Не то чтобы это спокойствие как-то проявлялось внешне; по правде говоря, этой зимой наши вечера были более шумными, чем когда бы то ни было в Тримонтиуме; и я не думаю, что какой-либо певец когда-либо сложил столько песен, сколько сложил их Бедуир за это время, — в придачу к старым героическим сагам, которые он мог декламировать не хуже любого королевского барда; это были песни об охоте и пирушках; неприличные любовные куплеты, от которых обозные женщины взвизгивали и хихикали; песни, которые насмехались над всем, что есть под солнцем, начиная с моего роста, который, как предполагалось, соблазнял орлов садиться мне на голову с катастрофическими последствиями для плеч моей кольчуги, и кончая привычкой главного оружейника почесывать зад во время обдумывания любой проблемы, связанной с его ремеслом, и предполагаемыми приключениями Кея с бесчисленными девушками, каждое из которых было более непристойным, чем предыдущее. И за все эти долгие темные месяцы — ни одного плача.
Наконец наступил февраль, и вечера стали светлее. Но клыки Белого Зверя еще крепко держали нас за горло. Иногда в полдень наступала небольшая оттепель; и всегда час спустя все замерзало снова, и вообще, по мере того как удлинялся день, усиливался холод. Мы теперь съедали гораздо меньше половины дневного рациона: в день по одной маленькой ржаной лепешке на человека и каждые два дня — по куску мяса размером примерно в три пальца; мясо было черным, как уголь, и жестким, как вываренная кожа. Когда сушеное мясо закончилось, мы начали есть собак, бросая жребий, какая будет следующей; они протянули так долго только потому, что убивали самых слабых из своего числа, и если бы мы придержали их еще немного, от них осталась бы только щетинистая кожа, покрывающая высохшие кости. Да даже и так в них было не больше мяса, чем в волках. Я начал горько сожалеть о том, что мы не оставили себе больше пони, потому что тогда мы могли бы съесть и их. А так мы съели одного, но двух остальных нужно было любой ценой беречь до последнего.
К середине февраля мы страдали не только от голода, но и от болезней. К концу зимы в лагере всегда была цинга, которой мы были обязаны солонине, но в этом году она распространилась шире, чем обычно. Гуэнхумара и старая Бланид работали вместе с остальными женщинами, ухаживая за больными, и их дни были заполнены до отказа. Старые раны открывались и никак не хотели заживать снова — у меня самого были проблемы со старым рубцом на плече и с обожженными ладонями, которые отказывались затягиваться новой кожей. Люди начали умирать, и мы кое-как копали для них неглубокие могилы в твердой, как железо, земле за стенами форта, наваливая сверху высокие груды смерзшегося снега и надеясь, что волки не смогут отыскать тела.

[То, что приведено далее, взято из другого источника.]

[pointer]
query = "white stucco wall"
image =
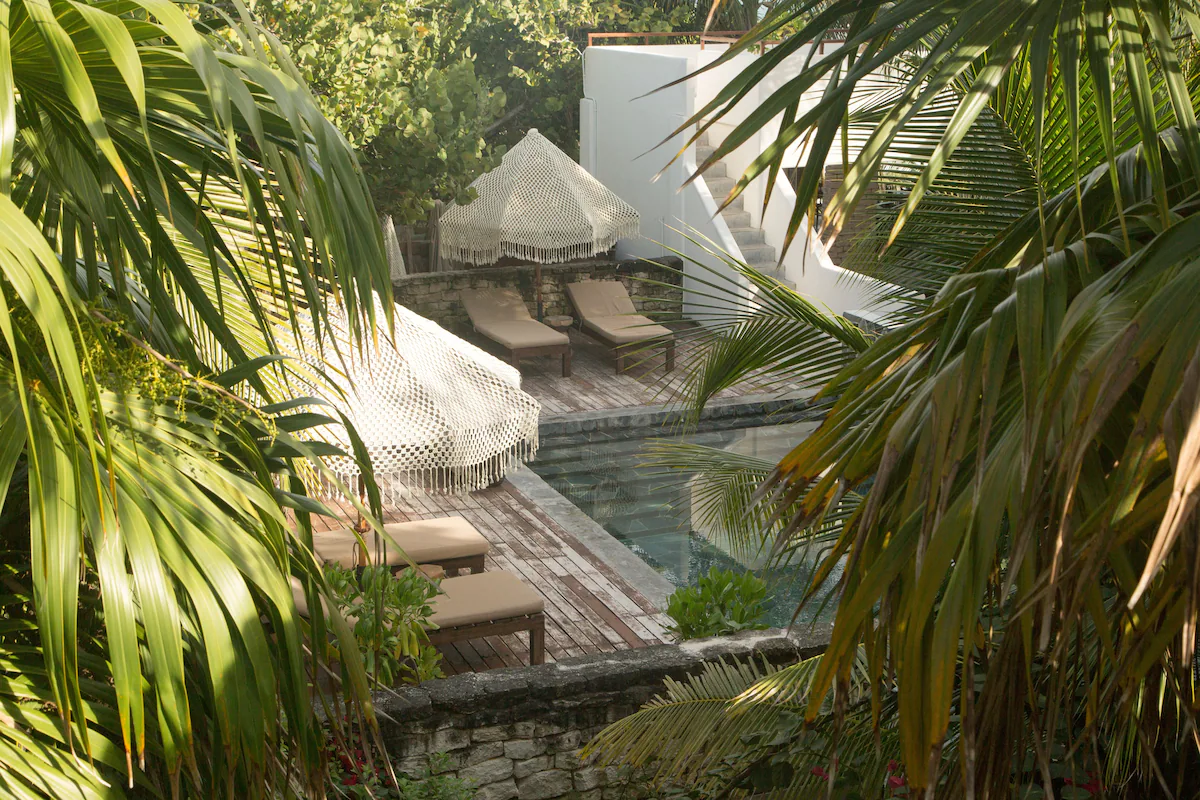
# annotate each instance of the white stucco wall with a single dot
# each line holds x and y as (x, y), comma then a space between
(623, 134)
(625, 116)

Юный Эмлодд умер, держась за мою руку и устремив мне на лицо глаза, похожие на глаза больного пса, который надеется, что ты ему поможешь, когда для него уже не может быть никакой помощи. И после его похорон Левин спросил:
— Кто же похоронит последнего из нас? Хотелось бы мне знать.
— Волки, Брат, — отозвался Бедуир и взглянул вверх, на кружащего в небе беркута. Над Тримонтиумом всегда можно было видеть одну или несколько этих больших птиц. — И, может быть, парочка орлов. Тц-тц, это дурная зима, и она никому не принесет ничего хорошего.
Малек сказал:
— И однако я мог бы поклясться, что сегодня утром воздух был более мягким, чем обычно.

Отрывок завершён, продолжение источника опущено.